When I found my fingers remembered the old password of my web server. I started to imagine that an ordinary computer engineer runs his program after decades.
Is it your process to write shorter work from beginning to end? Was there anything odd or unexpected about how this story evolved?
Even with short stories, I design the plot as carefully as a standard-length novel. “Violation of the TrueNet Security Act” shares a background with my novel Gene Mapper, so I only set up the drama for this short story. I enjoyed thinking the way Minami talks.
There are several worlds that Minami negotiates: TrueNet, the Internet that has grown wild, and the spaces his physical body moves through. What do you think pulls us back to reading and telling stories about negotiating these Other spaces?
Why I designed this layered world is to show how we are living in a layered world already, and some worlds have sunk.
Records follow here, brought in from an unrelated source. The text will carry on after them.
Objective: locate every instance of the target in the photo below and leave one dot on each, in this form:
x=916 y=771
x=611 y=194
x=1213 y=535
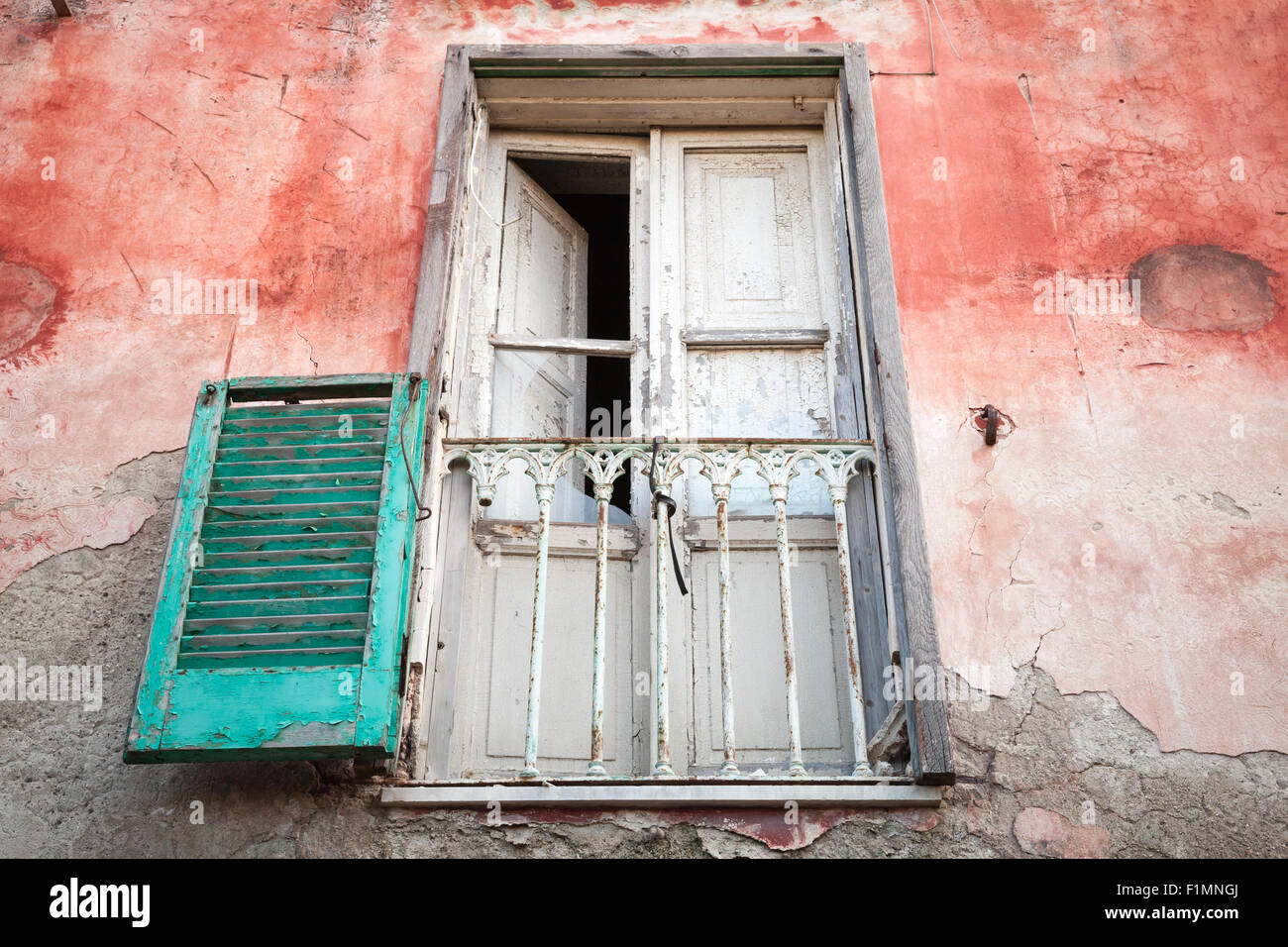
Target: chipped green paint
x=284 y=594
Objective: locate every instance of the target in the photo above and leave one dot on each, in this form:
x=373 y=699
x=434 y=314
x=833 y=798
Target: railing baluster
x=797 y=767
x=603 y=493
x=545 y=493
x=662 y=767
x=778 y=466
x=729 y=768
x=851 y=634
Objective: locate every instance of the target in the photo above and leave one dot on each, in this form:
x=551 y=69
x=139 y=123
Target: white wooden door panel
x=758 y=669
x=544 y=260
x=496 y=688
x=748 y=237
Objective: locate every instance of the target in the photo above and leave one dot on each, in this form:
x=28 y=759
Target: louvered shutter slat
x=284 y=595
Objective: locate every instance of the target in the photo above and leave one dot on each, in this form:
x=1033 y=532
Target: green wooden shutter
x=284 y=594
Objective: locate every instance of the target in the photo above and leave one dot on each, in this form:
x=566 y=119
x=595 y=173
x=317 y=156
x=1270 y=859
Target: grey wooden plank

I had an account on a Japanese domestic SNS service, but that service was taken over by Twitter. My old persona was gone at that moment.
Opening the story, there was talk about zombies, and throughout the work there’s the feeling that Minami feels old and obsolete, but it ends on a brilliant renewal for Minami himself, as well as the society that he lives in. Where do you think we land with our own engagement with technology? Were you tempted to write something grittier?
Anywhere, anytime, we are living with technology. I wish to show how we ourselves stand resolutely in a technology-flooded world.
As a storyteller, I added a gritty flavor, and at the same time I was Minami. I cheered for the coming world to be genuinely exciting.
What’s next for you?
Writing a story about a designed-but-born human, and preparing the sequel to Gene Mapper.